Back in the mid-nineties when I lived in Pittsburgh, people were trying to get tax levies passed to fund two new stadiums. The strategies I remember being deployed to talk the voters into passing the levies were having hometown media heroes cry on television about how awful Three Rivers was and radio DJ's prophesying economic catastrophe if we didn't vote to start paying higher retail prices. It was amusing to hear residents living in the buckle of the Rust Belt being preached to about financial collapse seemingly two decades after the fact. The resounding NO from voters didn't keep the sports industrial complex down for long, and ketchup and bank people stepped up to the plate several years later. Plus a bunch of people bought rubble from the demolished hallows of the immaculate reception. I'd say they were trying to lend credence to the famous saying about suckers, but I clearly remember spending $10 or so on an undersized screen-printed hand towel at one point in my life.
This incident reminds me of another which took place in Pittsburgh at about the same time. I recall a small crowd at the software office where I worked gathered around a sales guy who was pulling up his pant leg, accompanied by hushed "oohs" and "aaahs". As I moved closer, a 4-inch diameter, full color Steelers logo was revealed to be tattooed on the outside of his semi-shaved calf. Proud of his permanent, coaster-sized branding he announced, "Now they'd better win, dammit!" Was he a season ticket-holder? Stupid question.

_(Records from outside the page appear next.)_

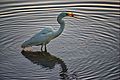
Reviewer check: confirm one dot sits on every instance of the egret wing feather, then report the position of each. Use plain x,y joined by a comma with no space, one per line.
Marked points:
39,38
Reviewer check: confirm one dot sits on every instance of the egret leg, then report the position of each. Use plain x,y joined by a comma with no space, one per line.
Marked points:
45,48
42,47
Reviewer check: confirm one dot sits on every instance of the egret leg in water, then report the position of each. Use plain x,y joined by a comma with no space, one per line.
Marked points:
47,34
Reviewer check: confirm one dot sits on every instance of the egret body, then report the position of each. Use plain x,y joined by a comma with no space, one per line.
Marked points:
47,34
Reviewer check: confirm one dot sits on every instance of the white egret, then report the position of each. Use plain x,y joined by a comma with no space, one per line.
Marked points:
47,34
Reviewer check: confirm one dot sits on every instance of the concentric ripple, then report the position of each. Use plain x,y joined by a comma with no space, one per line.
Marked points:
88,49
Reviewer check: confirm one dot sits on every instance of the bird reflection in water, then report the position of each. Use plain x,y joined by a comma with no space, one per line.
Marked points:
46,60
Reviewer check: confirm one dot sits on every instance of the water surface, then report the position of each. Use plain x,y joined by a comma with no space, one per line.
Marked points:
88,49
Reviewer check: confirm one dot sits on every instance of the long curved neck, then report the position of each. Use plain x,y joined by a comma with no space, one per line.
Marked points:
62,25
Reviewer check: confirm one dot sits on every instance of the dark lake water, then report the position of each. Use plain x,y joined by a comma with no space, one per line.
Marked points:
88,48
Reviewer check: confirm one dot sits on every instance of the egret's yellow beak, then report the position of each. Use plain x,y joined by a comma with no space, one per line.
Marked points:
70,14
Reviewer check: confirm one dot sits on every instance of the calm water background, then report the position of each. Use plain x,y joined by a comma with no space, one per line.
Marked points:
88,49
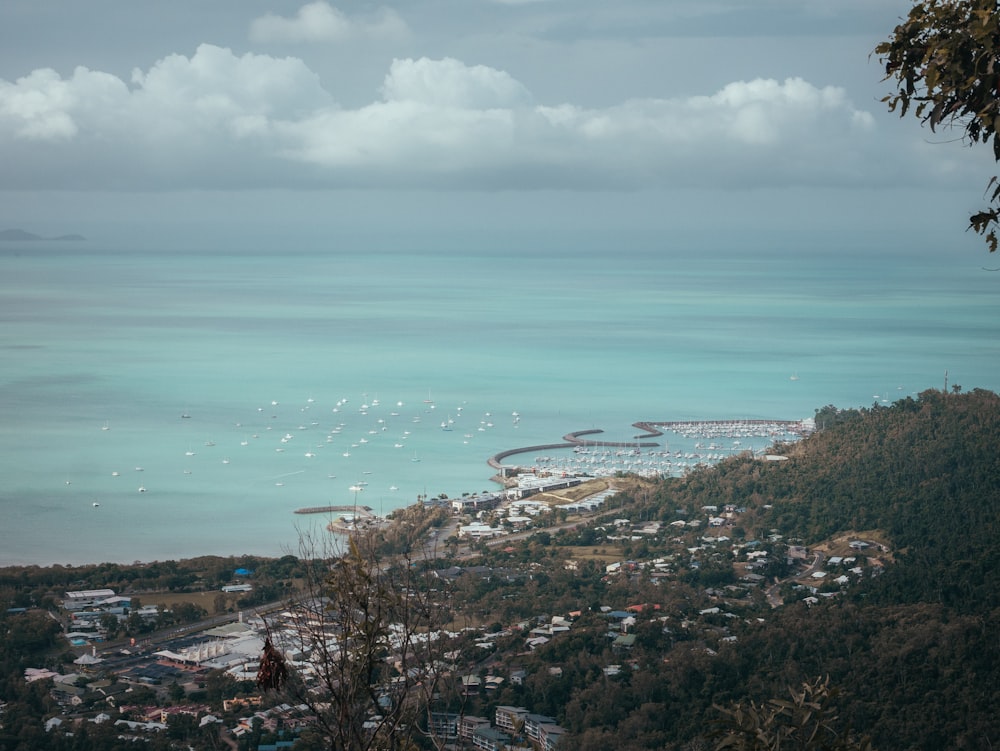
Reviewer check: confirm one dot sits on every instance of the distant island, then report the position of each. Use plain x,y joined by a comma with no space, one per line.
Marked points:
20,235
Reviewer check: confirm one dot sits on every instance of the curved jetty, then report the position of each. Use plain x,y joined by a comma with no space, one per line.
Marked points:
333,509
652,429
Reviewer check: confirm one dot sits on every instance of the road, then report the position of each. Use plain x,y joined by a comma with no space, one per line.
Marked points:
774,599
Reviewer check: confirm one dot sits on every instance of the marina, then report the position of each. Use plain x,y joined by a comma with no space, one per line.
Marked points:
697,443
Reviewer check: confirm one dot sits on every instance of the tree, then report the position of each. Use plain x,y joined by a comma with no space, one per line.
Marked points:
945,59
366,627
806,722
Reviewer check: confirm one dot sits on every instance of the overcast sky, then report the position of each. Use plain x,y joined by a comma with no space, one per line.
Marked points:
626,111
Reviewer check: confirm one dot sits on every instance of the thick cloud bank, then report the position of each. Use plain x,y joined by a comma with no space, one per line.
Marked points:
218,119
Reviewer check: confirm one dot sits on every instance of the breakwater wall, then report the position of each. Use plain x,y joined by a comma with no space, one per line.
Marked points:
334,509
655,429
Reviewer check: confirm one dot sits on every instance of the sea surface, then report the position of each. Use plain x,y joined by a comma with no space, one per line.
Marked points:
162,400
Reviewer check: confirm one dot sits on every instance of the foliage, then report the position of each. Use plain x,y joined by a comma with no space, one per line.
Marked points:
945,59
364,628
806,722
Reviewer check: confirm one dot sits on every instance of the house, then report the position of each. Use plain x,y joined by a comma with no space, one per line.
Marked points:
469,724
86,598
510,718
490,739
533,724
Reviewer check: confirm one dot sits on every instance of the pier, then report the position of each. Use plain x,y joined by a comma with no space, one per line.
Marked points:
366,510
654,429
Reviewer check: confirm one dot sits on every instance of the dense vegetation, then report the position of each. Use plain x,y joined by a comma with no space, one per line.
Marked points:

Looking back on this it's fairly obvious that this guy and his cronies should be paying for sports stadiums. And this "Sports Mortgage" idea seems to be just the thing to facilitate their love and devotion. I know that I benefit from the stadiums whenever I get around to watching a game. But since I've bought several nice overpriced Steelers shirts in my time, methinks I can say honestly say that I "gave at the office", at least enough to cover my small slice of entertainment taken.